First Steps Beats Superman At Global Box Office

Superhero movies appear to be back. After Superman opened to a storming box office a couple of weeks back, Fantastic Four: First Steps, by a whisker, has done even better. But damn, it was close.

Superman made a fantastic $122 million in its domestic opening weekend, but lagged behind internationally, with $95 million coming in from the other 78 nations. Fantastic Four: First Steps, however, flipped that around—the latest entry in the MCU took in $118 million in the United States, but $100 million worldwide. And yes, you’re right, those figures are all incredibly close.

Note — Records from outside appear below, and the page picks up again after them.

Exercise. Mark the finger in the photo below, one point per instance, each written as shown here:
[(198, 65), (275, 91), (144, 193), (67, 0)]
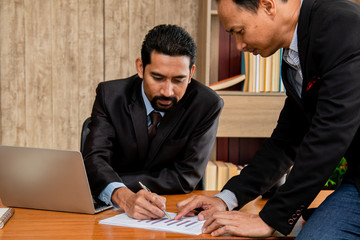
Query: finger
[(219, 220), (159, 201), (186, 209), (180, 205), (144, 205), (226, 230)]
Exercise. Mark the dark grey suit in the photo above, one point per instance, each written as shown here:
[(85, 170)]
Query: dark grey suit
[(117, 148), (315, 131)]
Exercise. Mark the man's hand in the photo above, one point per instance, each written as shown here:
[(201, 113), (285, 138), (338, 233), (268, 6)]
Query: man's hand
[(208, 204), (238, 224), (142, 205)]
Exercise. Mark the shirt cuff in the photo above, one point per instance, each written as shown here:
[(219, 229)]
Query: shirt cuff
[(106, 194), (229, 198)]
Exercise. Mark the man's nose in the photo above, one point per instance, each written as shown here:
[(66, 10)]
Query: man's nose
[(167, 89)]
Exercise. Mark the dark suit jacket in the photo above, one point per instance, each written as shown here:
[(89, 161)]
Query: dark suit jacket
[(117, 148), (313, 133)]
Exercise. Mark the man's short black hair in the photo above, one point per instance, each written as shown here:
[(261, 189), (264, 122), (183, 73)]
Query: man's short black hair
[(170, 40), (250, 5)]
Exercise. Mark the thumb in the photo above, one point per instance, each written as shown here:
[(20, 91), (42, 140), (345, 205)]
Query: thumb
[(205, 214)]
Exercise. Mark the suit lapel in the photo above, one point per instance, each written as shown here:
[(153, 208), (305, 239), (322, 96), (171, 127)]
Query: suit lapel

$218 million for Fantastic Four to Superman’s $217 million means both Marvel and DC can be feeling pretty good about things right now. It also does put a lot of the last couple of weeks of handwringing about Supe’s international performance in a different perspective

Post Superman’s release, James Gunn has given a bunch of comments about why the film may not have performed as well overseas as hoped, most recently claiming that “anti-American sentiment around the world” could be behind the discrepancy, as well as suggesting Superman isn’t as well known in some foreign territories as names like Batman. But given both superhero flicks have made almost identical amounts, it seems that it could be a lot less about Superman specifically, and perhaps more about superheroes themselves.

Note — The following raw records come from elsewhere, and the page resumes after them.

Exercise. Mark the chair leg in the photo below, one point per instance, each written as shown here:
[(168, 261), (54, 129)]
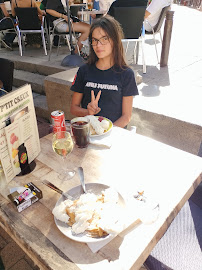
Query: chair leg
[(68, 43), (51, 45), (143, 58), (43, 41), (19, 41), (156, 48), (136, 52), (58, 45)]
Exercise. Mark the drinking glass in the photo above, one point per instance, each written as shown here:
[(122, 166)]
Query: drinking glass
[(63, 145), (90, 5), (81, 130)]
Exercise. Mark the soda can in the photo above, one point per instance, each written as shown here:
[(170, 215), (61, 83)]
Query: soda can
[(58, 121)]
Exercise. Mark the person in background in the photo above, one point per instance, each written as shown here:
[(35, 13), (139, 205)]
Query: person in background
[(57, 9), (153, 12), (105, 86), (8, 39)]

Things are still going well for Superman. After three weekends of release, it’s now crossed the half-billion point, with a reported total of $502,701,478, with percent of that domestic. In contrast, 54 percent of Fantastic Four’s opening total is from the U.S. So, again, rounding errors, but the same pattern.

HERBIE the robot.

Image: Marvel / Kotaku

The reason anyone cares about this is the implication that the perceived lack of overseas sales means these films might not be making as much money as they “should.” Looking through this years’s biggest movies, the normal proportion of total box office to come in domestically is between 32 and 50 percent. F1: The Movie, the extraordinary advertising feature starring Brad Pitt, made just 32 percent of its $510 million in the U.S. Mission: Impossible – The Final Reckoning is on $592 million, with 33 percent coming in from American audiences. Even Captain America: Brave New World got more than 50 percent abroad, and the same for Thunderbolts*.

A Minecraft Movie teeters shy of the big one billion at $995 million, 44.4 percent domestic, while the biggest American movie of the year so far, Lilo & Stitch, got 42 percent of its $1 billion from home shores. (The biggest movie of 2025, the Chinese animated film Ne Zha II which has pulled in an eye-watering $1.9 billion, got just one percent of that in the U.S.!)

So, given all this, producers and distributors will be wondering why international audiences aren’t showing up to skew the stats in a similar way for these two superhero movies. While sitting on thrones made of diamond-encrusted gold bullion.

It’ll be interesting to see if Fantastic Four: First Steps has the same legs as Superman, especially given it’s a somewhat more obscure property among the non-comics-reading public. Still, it’s already the 13th biggest film of the year after just a couple of days.